We’ve always been using an old simple thermostat for use with the house’s stove which uses a millivolt connection. This is the only heating appliance in the house, and there’s no AC (perks of living in Washington). But recently, I decided that it was time to upgrade to a smart thermostat.
I really wanted HomeKit support on the thermostat, so I ended up going with the Ecobee 3 Lite. It is a cheaper version of the Ecobee 3 that skips the remote sensors and some other premium features. I figured the lite would be perfect for my smaller use case, and because there’s only one source of heat so the remote sensors wouldn’t be all that useful.
Unfortunately, the Ecobee (and Nest and most other competitors as well I believe) don’t support millivolt heaters natively. They only support the HVAC wiring system. Millivolt does not contain wiring for power, so that has to be managed as well. I was still determined install this thing, after some research on the internet and expirementation with electronics parts off Amazon, I was able to get it working!

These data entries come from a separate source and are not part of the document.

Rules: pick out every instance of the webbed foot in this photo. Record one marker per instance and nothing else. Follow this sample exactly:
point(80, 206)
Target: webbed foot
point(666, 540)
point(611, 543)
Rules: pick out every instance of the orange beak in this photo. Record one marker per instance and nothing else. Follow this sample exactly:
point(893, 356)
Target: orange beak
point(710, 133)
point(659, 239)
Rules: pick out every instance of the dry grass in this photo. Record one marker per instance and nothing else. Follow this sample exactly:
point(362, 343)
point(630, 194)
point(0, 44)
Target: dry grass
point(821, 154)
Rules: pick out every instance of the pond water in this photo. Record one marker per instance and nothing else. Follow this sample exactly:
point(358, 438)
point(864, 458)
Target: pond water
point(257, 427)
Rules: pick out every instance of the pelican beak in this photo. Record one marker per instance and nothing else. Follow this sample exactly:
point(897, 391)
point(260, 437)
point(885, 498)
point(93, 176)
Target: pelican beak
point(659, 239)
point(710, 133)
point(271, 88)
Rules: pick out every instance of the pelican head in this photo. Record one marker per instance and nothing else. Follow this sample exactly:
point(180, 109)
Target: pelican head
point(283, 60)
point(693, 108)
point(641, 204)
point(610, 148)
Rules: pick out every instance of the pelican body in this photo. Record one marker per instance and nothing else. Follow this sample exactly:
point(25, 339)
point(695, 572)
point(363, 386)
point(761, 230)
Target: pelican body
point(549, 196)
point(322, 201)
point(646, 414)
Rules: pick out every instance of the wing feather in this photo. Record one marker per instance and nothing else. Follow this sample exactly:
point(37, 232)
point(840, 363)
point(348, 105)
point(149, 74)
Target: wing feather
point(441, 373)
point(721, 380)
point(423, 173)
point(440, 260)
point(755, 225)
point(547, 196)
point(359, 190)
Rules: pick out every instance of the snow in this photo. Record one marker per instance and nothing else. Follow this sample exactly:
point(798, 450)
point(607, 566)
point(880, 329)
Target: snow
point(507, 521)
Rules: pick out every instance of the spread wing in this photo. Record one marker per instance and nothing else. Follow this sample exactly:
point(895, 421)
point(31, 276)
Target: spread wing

Now I’m just going to preface this with the fact that I’m a software engineer not a electrical engineer. So I’m not guarenteeing that everything here is 100% correct, just sharing the solution that worked for me. There was a few posts on forums and Q&A sites giving some hints on how this works but I couldn’t find a comprehensive guide. So I figured I’d write one in case anyone else is trying to connect their Ecobee (or nest, etc.) to a millivolt stove.
And also you’ll need some wiring, which you may have laying around. Be sure to have enough slack for when you install it in the wall.
Please excuse the amateur iPad sketch, but this should give a good idea of how it’s wired up. Here’s a legend if any of the colors are ambiguous
- Relay Orange -> Heater
- Relay Yellow -> Heater
- Relay White/Yellow -> Ecobee W(1)
- White / Blue joins Transformer ouput #1-> Ecobee C
- Transformer output output #2 -> Ecobee Rc
- Relay White / Black: unused
- Relay Blue: unused
A note on the transfomers, originally we had tried using this Heath Zenith transformer but it only worked for about 5 minutes before exibiting some strange smells and overheating. We may have just received a faulty product, but we decided to just get one that plugs directly into the socket, then wire into the wall from there. A little more clunky, but it works for us. It’s easier because you don’t need to worry about mounting the transformer in the wall. Fortunately Amazon refunded us for the broken transformer, so not much harm done. Very very glad it did not damage the ecobee. These are the thrills of experimentation I suppose. The new transformer works like a charm.
After getting it all set up, the Ecobee is very nice! We still haven’t properly mounted it in the wall, but we’re trying it out in the temporary setup until then. The homekit functionality is great and everything is working as expected. Overall I would recommend the Ecobee to anyone using a millivolt system or not. Hopefully this guide helped someone, let me know if you have any improvements / comments.